ABM works best for those seeking to acquire specific high-value customers. Having been through a couple of years of A/B testing, many marketers are starting to find that they are better served with an ABM strategy rather than taking a broad-reaching approach. But that brings us no closer to an actual definition, which is why the panel agreed that ABM is a spectrum.

Chris Duffey, strategic development manager at Adobe, defines ABM as “somewhat elusive” but “the essence of ABM is treating individual accounts as markets in and of itself.”

A trusting relationship

But it’s not as simple as taking lessons of contextual, personalized marketing from the consumer world. It requires a cultural shift. “Companies need to break-down departmental silos, marketing and sales must be closely aligned,” added Aslatei. “It is through building these trusting relationships that ABM will realize its full potential and generate the greatest LTVs.”

“Account Based Marketing is better termed ‘Alignment Based Marketing’,” according to Paul Max Le Pera, president of the Global Surfacing Alliance. “The key driver to this marketing strategy resides in the alignment and synergy between Sales and Marketing,” said.

Again referring to ABM as a “spectrum”, Le Pera posited that it is “a multidimensional framework that co-exists on a broad marketing strategy spectrum with traditional B2B marketing. Therefore, ABM is merely a “local reality” on this spectrum whose “core values” of empathy, value, personalization, alignment and focus predominate its deliverance.”

The consolidation—or alignment—of sales and marketing can be “a heavy lift on resources if you have a small marketing team,” said Jennifer Gomez, director of product marketing, advanced media and advertising, at TiVo. “Organizing your profiles and ensuring you create separate marketing activities [events, messaging, social, email, etc.] for each one is essentially like building a little marketing team for each segment. It can stretch human resources thin.”

Humanizing ABM

Cohen-Aslatei agreed, but added that reconfiguring your marketing operation is only a start. ABM requires a total cultural and mental shift. “The question becomes,” he said, “how do you scale this approach, and how do organizations structure themselves to service clients in this fashion? The answer starts with a mental shift, from thinking about clients as dollar signs, to building meaningful and trusting partnerships.”

People, not data nor dollar signs, are at the core of successful ABM, the whole panel concurred. The cultural shift is not only essential, but overdue. Gomez added: “I see better results when I use ABM-based methodologies. It also forces you to think about your marketing in a much more people-based way – which frankly, good marketing always should. You can never underestimate the human connection and the emotional response.”

But, naturally, however humanistic an approach one might take, and however much the ‘core’ of ABM may be people, technology and data is the driving force behind its success. “A/B testing within marketing automation platforms and then using the success metrics to optimize is vital,” said Gomez. “Also a strong feedback loop with sales to ensure we really know our clients and prospects is also essential. The qualitative is just as important as the quantitative.”
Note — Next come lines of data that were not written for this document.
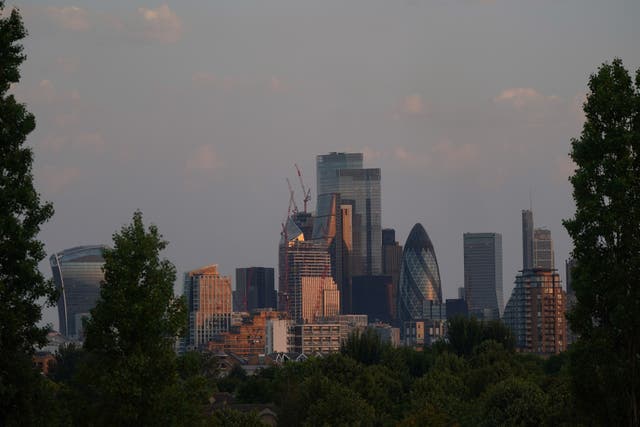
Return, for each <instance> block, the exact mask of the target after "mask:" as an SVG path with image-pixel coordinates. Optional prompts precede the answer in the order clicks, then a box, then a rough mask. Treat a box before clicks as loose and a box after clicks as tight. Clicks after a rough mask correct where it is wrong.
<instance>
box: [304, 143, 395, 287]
mask: <svg viewBox="0 0 640 427" xmlns="http://www.w3.org/2000/svg"><path fill="white" fill-rule="evenodd" d="M362 157H363V156H362V153H330V154H327V155H321V156H318V157H317V161H316V165H317V185H318V204H317V207H318V209H317V212H316V214H317V216H318V217H327V216H330V212H327V211H326V210H327V209H329V208H330V207H329V206H328V203H327V201H326V199H323V196H324V195H326V194H332V193H339V194H340V200H341V202H340V203H341V205H351V207H352V227H353V228H352V233H353V236H352V240H353V251H352V262H351V269H352V274H353V275H378V274H381V273H382V225H381V203H380V169H378V168H374V169H363V168H362Z"/></svg>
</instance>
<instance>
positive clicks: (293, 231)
mask: <svg viewBox="0 0 640 427" xmlns="http://www.w3.org/2000/svg"><path fill="white" fill-rule="evenodd" d="M285 230H286V239H285V236H284V235H283V236H282V239H281V240H280V248H279V256H278V258H279V260H278V269H279V273H280V277H279V281H278V290H279V293H280V295H279V304H278V308H279V310H280V311H285V312H287V313H288V314H289V316H290V318H291V319H292V320H294V321H296V322H301V321H303V302H304V301H303V278H304V277H306V278H318V279H322V280H321V283H329V281H330V283H335V282H333V279H332V277H331V257H330V255H329V252H328V248H327V245H326V242H325V241H323V240H311V241H306V240H304V234H303V233H302V231H301V230H300V229H299V228H298V227H297V225H296V224H295V223H294V222H293V220H292V219H289V221H288V223H287V226H286V227H285ZM329 286H331V285H330V284H329ZM336 290H337V287H336ZM338 304H339V300H338ZM338 307H339V306H338Z"/></svg>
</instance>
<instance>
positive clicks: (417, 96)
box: [402, 93, 424, 114]
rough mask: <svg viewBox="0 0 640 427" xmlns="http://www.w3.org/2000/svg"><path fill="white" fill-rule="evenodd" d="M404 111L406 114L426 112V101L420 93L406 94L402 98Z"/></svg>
mask: <svg viewBox="0 0 640 427" xmlns="http://www.w3.org/2000/svg"><path fill="white" fill-rule="evenodd" d="M402 111H403V112H405V113H406V114H422V113H423V112H424V103H423V102H422V96H421V95H420V94H419V93H414V94H412V95H409V96H405V97H404V99H403V100H402Z"/></svg>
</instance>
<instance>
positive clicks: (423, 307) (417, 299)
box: [398, 224, 442, 321]
mask: <svg viewBox="0 0 640 427" xmlns="http://www.w3.org/2000/svg"><path fill="white" fill-rule="evenodd" d="M432 303H435V304H442V285H441V283H440V269H439V268H438V260H437V259H436V253H435V250H434V249H433V244H432V243H431V239H429V236H428V235H427V232H426V231H425V229H424V227H422V225H421V224H416V225H414V226H413V228H412V229H411V233H409V237H407V243H406V244H405V245H404V251H403V253H402V267H401V269H400V286H399V297H398V314H399V316H400V320H401V321H408V320H417V319H423V318H425V317H428V316H427V314H428V311H429V308H430V307H431V306H432V305H433V304H432Z"/></svg>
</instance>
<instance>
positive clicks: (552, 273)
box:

“ABM is more of a dynamic or a malleable entity,” Le Pera insisted. “It’s a concept, a platform, a strategy, and a philosophy for whose very existence is “algebraic”.

“By having a deep comprehension of the business needs and putting those needs at the core, added Duffey for a final point, “ABM produces results that are extensive: the ability to connect sales and marketing efforts, expedite new channels for added value and innovation, scalability of personalization programs amplified via technologies, and ultimately market growth for both companies.”